How much reality do you really need?


The real question to the audiophile  is, “how much reality do you need” to enjoy your system? Does it have to be close to an exact match?  How close before your satisfied?  Pursuing that ideal seems to be the ultimate goal of the audiophile.
The element of your imagination has to come into the equation, or you’ll drive yourself mad.  You have to fill in part of the experience with your mind.
But this explains the phenomenon of “upgraditis.”
128x128rvpiano
Does it matter? I would ask: look at the sky, what color is it? You say blue and I say red. Then you ask: look at the ocean, what color is it? I say red and you say blue. We understand each other.
@jjss49 , I respectfully disagree. If I put the whole lot of you in a room with an "absolute sound" system all of you would agree right away that is the best you have heard. You know it when you hear it. It is like seeing a hologram. Everybody will see it and be amazed. Not that it won't have some faults but with the best systems you can close your eyes and see the individual instruments and voices. The speakers disappear. It is more than and instrument here and a guitar there. The individual instruments and voices have space around them. My own feeling is that it is 80% speaker and room, 15% amp and 5% everything else. The cheapest system I have heard do this was in and around $90,000 in todays money.
Which in the realm of high end audio is not all that bad. I have heard 200 to 300K systems that did not make it. Perhaps they could with the right speaker placement and room treatment but for whatever reason they did not get there. I also think over dampening the room is better than under dampening. All three systems I heard that made it were strongly directional limiting room interaction....I think. 
My own feeling is that it is 80% speaker and room, 15% amp and 5% everything else. The cheapest system I have heard do this was in and around $90,000 in todays money.
You are right in the first sentence....

You are not wrong in the second sentence,but give me 15,000 bucks and i will make it sound like the 90,000 bucks one....Why not if i can make my 500 bucks system sound like a 15,000 bucks one ?

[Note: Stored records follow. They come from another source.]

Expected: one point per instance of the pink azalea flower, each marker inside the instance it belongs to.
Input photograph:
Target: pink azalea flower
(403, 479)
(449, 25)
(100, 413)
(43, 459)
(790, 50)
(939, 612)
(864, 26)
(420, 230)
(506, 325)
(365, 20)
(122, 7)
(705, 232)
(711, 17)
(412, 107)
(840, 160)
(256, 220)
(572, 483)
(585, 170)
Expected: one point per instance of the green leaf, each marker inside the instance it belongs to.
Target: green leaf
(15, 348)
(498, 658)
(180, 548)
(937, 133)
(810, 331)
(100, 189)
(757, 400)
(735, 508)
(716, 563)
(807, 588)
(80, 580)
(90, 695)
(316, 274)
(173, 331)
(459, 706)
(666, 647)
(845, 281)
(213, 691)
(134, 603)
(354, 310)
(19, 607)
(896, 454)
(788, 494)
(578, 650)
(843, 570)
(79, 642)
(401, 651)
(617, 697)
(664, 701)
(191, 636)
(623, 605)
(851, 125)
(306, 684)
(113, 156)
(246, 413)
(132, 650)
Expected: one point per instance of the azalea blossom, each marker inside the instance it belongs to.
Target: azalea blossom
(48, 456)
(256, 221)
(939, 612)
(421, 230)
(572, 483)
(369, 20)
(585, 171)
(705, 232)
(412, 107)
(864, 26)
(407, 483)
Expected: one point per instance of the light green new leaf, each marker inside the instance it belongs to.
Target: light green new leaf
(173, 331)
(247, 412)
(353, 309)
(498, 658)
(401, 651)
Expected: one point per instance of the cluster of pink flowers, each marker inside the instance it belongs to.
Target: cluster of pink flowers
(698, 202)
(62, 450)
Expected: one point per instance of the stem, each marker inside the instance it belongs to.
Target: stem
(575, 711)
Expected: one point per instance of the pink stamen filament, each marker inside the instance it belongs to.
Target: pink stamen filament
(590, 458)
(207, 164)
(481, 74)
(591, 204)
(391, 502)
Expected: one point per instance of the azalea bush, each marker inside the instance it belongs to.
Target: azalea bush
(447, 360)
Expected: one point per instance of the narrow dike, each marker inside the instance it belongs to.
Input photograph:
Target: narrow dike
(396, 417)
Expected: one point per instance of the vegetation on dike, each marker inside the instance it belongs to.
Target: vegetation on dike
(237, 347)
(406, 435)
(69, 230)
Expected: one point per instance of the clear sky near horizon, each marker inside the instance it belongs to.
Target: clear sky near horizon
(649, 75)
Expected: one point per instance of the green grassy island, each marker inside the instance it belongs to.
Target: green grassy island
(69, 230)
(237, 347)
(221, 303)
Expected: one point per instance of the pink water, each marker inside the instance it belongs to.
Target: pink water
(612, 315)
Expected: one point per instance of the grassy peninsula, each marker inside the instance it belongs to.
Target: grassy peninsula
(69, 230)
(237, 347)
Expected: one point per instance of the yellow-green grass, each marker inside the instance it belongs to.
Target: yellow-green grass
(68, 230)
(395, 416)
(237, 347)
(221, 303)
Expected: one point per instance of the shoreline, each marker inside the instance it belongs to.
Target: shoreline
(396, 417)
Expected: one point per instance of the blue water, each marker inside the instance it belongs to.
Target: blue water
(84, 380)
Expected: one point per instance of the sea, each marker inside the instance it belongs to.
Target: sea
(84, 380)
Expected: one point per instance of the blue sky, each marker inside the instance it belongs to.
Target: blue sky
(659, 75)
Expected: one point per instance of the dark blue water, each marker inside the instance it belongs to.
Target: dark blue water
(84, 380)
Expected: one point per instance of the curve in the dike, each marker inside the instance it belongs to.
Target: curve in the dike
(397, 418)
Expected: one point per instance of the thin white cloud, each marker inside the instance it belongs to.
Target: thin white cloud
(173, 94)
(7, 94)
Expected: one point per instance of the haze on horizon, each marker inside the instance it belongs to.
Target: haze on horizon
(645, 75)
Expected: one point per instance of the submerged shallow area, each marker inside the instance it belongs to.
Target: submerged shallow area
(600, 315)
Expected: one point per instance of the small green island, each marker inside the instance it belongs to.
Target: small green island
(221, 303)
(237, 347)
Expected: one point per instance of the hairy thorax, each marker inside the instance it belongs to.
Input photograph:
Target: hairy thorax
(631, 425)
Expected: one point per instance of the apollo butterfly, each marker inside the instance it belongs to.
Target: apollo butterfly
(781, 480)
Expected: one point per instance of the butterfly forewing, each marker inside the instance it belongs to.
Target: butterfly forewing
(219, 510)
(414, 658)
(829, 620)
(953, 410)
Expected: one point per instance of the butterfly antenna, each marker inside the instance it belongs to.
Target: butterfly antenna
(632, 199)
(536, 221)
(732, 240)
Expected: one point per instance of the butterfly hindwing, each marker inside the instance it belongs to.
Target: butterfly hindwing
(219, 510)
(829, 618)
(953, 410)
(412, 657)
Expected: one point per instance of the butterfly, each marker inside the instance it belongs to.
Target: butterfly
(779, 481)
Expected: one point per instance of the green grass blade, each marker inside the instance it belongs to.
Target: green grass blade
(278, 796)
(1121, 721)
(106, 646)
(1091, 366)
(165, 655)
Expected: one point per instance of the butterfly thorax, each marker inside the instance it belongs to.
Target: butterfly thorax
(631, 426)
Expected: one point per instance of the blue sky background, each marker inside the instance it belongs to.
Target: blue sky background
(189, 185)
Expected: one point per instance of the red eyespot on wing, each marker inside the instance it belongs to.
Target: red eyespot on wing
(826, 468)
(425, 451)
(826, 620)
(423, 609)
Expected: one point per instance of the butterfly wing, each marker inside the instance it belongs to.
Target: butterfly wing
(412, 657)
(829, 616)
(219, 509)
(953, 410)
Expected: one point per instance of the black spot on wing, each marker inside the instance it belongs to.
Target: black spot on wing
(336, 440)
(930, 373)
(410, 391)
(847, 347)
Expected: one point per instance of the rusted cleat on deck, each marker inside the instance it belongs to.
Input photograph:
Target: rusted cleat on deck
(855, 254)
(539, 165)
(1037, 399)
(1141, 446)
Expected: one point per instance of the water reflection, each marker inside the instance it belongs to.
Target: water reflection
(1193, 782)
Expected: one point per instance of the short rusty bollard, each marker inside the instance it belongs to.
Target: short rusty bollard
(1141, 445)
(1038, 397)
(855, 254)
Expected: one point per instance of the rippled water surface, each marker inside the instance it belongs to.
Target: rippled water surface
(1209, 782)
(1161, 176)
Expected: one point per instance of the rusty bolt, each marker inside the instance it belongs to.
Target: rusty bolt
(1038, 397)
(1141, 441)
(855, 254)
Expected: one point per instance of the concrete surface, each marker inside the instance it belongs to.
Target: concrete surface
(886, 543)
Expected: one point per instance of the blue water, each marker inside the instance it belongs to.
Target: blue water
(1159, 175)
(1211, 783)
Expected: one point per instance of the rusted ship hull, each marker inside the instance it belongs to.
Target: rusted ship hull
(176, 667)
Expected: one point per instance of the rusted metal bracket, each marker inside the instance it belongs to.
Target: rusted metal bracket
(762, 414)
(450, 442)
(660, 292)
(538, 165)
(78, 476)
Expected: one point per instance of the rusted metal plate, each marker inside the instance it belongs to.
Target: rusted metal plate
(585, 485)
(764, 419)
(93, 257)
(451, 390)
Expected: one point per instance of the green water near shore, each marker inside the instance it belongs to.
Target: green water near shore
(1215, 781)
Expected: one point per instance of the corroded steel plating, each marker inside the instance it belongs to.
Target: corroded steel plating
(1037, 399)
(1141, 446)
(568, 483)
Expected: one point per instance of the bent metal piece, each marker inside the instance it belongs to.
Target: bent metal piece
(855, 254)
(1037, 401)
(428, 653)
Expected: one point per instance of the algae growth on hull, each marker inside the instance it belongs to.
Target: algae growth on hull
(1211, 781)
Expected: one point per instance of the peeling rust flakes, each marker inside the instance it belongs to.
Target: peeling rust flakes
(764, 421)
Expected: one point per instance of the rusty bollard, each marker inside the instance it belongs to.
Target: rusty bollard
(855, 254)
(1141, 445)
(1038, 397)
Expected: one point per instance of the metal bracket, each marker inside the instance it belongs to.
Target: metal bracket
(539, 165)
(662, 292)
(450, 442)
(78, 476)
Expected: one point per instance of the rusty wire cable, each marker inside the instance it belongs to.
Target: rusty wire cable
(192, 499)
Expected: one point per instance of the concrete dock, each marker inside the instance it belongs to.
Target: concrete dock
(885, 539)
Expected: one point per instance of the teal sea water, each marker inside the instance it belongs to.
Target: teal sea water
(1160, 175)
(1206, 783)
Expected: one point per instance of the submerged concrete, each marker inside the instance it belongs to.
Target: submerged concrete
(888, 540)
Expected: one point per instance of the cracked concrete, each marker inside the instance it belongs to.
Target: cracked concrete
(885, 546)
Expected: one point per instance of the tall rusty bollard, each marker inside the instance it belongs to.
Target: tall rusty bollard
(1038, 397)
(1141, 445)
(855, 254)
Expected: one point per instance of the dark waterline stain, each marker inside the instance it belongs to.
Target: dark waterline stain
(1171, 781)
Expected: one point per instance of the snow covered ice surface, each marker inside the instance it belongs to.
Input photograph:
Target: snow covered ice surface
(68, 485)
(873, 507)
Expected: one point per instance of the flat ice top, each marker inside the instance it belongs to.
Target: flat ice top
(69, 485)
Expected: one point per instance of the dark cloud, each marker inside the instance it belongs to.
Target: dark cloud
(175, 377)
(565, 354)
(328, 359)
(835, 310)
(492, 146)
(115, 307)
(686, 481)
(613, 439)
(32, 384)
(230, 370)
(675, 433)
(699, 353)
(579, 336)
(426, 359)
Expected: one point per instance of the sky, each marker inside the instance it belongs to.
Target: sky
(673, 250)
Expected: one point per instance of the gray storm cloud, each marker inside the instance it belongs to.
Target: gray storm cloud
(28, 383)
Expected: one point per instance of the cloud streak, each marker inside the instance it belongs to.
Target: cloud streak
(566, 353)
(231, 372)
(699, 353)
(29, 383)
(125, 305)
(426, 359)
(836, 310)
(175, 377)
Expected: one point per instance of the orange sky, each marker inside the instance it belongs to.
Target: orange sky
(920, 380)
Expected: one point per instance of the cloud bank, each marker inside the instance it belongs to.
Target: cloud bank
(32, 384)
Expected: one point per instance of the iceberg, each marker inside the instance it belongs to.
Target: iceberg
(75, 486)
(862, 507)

There is no reality. It is all an illusion.
This is naive philosophy.... When all is illusion, reality exist, it is the "relation" between all these illusions....Call it consciousness... If you cannot spell it by this name it is because you are a naive "materialist"...



«Reality bind all illusions and they become " real"  illusions like in a game; illusion and reality are one loving conscious act called playing...»- Anonymus Smith




«Music is not sound, this is an illusion; music is through sound, this is reality»-Anonymus Smith

«I was just thinking the opposite....»-Groucho Marx 🤓
Go to a club. Every table (and thus, every patron) is oriented differently towards the sound-vibrations projected from the musicians onstage (each of whom hears their combined efforts differently). There's the guy running the sound-board, the woman in the tight black dress shunting drinks and over-priced sushi from the bar. . . who's actually perceiving "reality" in this scenario? Seems to me, reality is the combination of all of these perspectives or aural focal-points. You can arbitrarily choose one location in the venue as your baseline and then set about assembling a system with the goal of trying to replicate how sound vibrations are behaving in that particular location, at a particular time. . .  If that floats your boat, go for it.

What I seek in listening is a sense of heightened aliveness and this is what determines my gear choices. "How alive do I feel in this room with this music, on this system, right now?" is, for me, the operative question.
Call me unsophisticated but I don't want to be burdened by worrying about whether what I'm hearing is an accurate replication of what ocurred on a December night in 1962 at Rudy Van Gelder's studio. 
"I would ask: look at the sky, what color is it? You say blue and I say red."
Should read: "I would ask: look at the sky, what color is it? You say blue and I say blue.". However, in my reality, I see blue and call it blue. You see (my) red and call it blue. There is no way to prove this is not happening.